The audit trail can grow large and Oracle has provided a procedure to purge the Unified Audit Trail that can be run manually or scripted to run through DBMS_SCHEDULER or through the operating system scheduler. An example of running it manually in a non-container 12c database is shown below:
SQL> BEGIN
2 DBMS_AUDIT_MGMT.CLEAN_AUDIT_TRAIL(
3 AUDIT_TRAIL_TYPE => DBMS_AUDIT_MGMT.AUDIT_TRAIL_UNIFIED,
4 USE_LAST_ARCH_TIMESTAMP => FALSE
5 );
6 END;
7 /
PL/SQL procedure successfully completed.
SQL>
It can also process the Unified Audit Trail in container databases by using the CONTAINER parameter; that parameter accepts the following values:
DBMS_AUDIT_MGMT.CONTAINER_CURRENT
DBMS_AUDIT_MGMT.CONTAINER_ALL
Using the first processes the trail in the current container; the second processes all available containers in the CDB.

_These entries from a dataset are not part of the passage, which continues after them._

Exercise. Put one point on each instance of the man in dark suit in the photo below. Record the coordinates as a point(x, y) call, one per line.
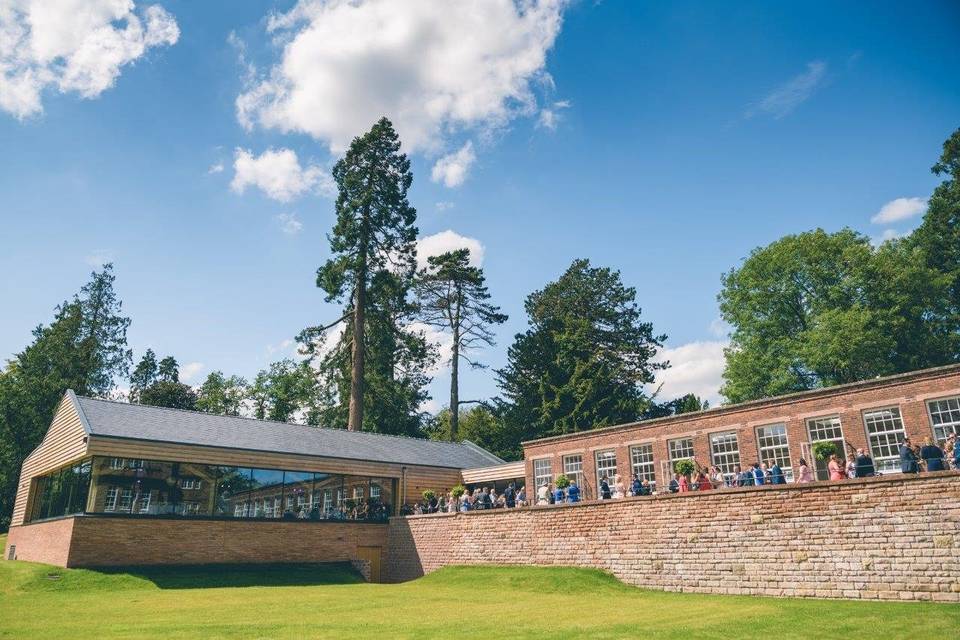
point(864, 465)
point(908, 459)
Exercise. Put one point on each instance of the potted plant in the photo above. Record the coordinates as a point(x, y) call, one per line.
point(823, 450)
point(685, 467)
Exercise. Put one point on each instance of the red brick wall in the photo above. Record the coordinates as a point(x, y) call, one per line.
point(910, 393)
point(47, 542)
point(891, 537)
point(104, 541)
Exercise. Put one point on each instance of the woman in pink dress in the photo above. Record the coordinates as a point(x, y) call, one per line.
point(836, 469)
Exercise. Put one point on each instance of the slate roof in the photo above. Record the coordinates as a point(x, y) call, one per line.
point(134, 421)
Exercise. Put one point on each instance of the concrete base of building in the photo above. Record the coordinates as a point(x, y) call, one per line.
point(101, 541)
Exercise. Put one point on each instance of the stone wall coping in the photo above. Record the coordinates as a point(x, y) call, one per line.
point(732, 491)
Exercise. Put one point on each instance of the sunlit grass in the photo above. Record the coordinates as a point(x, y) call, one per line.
point(323, 601)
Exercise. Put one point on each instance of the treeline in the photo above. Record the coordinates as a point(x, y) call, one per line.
point(806, 311)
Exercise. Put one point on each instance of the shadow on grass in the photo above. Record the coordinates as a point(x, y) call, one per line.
point(240, 575)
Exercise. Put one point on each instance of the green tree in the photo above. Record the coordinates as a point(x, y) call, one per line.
point(84, 348)
point(584, 360)
point(453, 297)
point(397, 371)
point(374, 233)
point(169, 393)
point(819, 309)
point(282, 390)
point(221, 395)
point(144, 374)
point(938, 236)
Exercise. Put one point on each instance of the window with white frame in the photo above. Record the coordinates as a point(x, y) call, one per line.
point(126, 501)
point(725, 451)
point(825, 429)
point(641, 462)
point(885, 432)
point(542, 472)
point(679, 449)
point(774, 448)
point(110, 503)
point(945, 417)
point(573, 468)
point(327, 501)
point(606, 467)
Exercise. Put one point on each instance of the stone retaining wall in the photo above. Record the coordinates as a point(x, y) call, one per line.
point(892, 538)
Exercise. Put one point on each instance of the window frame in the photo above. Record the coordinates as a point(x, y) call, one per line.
point(889, 463)
point(954, 423)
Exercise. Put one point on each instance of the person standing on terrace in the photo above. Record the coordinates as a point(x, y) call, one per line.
point(932, 455)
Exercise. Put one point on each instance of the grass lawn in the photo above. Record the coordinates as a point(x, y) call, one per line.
point(39, 601)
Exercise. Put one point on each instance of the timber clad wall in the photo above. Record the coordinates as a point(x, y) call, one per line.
point(891, 537)
point(909, 392)
point(64, 442)
point(106, 541)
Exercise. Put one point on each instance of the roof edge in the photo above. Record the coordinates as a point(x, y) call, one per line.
point(932, 372)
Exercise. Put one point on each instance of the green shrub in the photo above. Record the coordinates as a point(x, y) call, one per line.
point(823, 450)
point(684, 467)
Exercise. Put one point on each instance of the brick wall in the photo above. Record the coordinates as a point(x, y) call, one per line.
point(891, 537)
point(47, 542)
point(909, 392)
point(86, 541)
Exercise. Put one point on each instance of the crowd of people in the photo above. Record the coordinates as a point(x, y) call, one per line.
point(927, 456)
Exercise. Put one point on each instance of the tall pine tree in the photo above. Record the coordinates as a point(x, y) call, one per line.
point(453, 297)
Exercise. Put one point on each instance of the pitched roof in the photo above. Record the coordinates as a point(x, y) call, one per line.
point(133, 421)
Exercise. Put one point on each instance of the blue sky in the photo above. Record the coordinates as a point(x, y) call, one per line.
point(666, 141)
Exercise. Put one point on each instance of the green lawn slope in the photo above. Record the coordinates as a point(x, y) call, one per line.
point(39, 601)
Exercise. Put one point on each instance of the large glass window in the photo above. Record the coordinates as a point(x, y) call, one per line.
point(641, 462)
point(606, 467)
point(573, 468)
point(885, 432)
point(945, 417)
point(542, 472)
point(774, 448)
point(725, 451)
point(148, 487)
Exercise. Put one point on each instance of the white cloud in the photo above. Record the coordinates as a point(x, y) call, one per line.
point(190, 370)
point(695, 367)
point(289, 223)
point(73, 46)
point(446, 241)
point(277, 172)
point(899, 209)
point(784, 99)
point(452, 169)
point(550, 116)
point(434, 67)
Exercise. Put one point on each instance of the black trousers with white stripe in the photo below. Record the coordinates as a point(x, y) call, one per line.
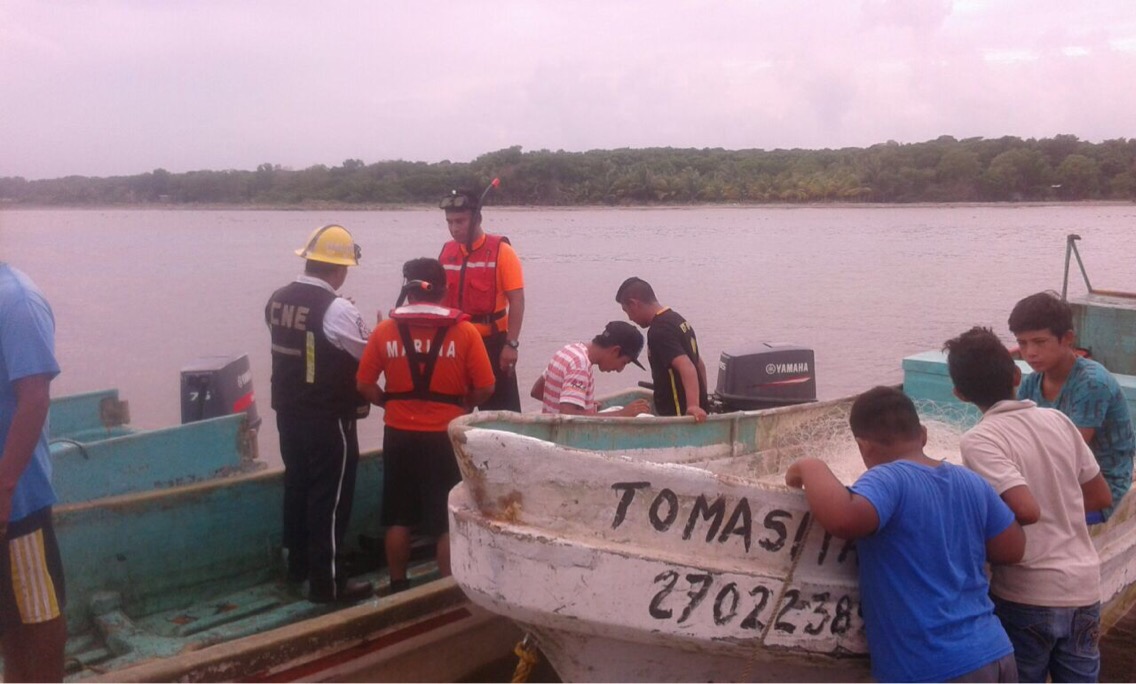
point(320, 459)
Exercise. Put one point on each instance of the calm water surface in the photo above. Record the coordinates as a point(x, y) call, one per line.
point(139, 293)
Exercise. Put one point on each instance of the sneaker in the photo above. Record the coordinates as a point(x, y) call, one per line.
point(351, 592)
point(399, 585)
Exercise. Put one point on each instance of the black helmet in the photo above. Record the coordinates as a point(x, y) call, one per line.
point(461, 199)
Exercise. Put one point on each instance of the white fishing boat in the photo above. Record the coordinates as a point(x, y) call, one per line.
point(659, 549)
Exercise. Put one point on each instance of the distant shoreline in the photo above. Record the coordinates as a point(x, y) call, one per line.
point(377, 207)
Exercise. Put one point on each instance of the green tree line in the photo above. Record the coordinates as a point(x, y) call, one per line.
point(1062, 168)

The USE_LAST_ARCH_TIMESTAMP parameter controls which records get purged, in a rather basic fashion. If the value passed is TRUE then all audit records written before the last archive timestamp are purged, leaving current records in the trail. Changing this to FALSE purges the entire trail.
It’s nice to see that Oracle has somewhat simplified the audit trail and has made it easier to audit specific actions on selected tables as well as auditing multiple tables in a single policy. You may not need this functionality now, but it’s good to know how it is configured so you’re ready when the requirement is made.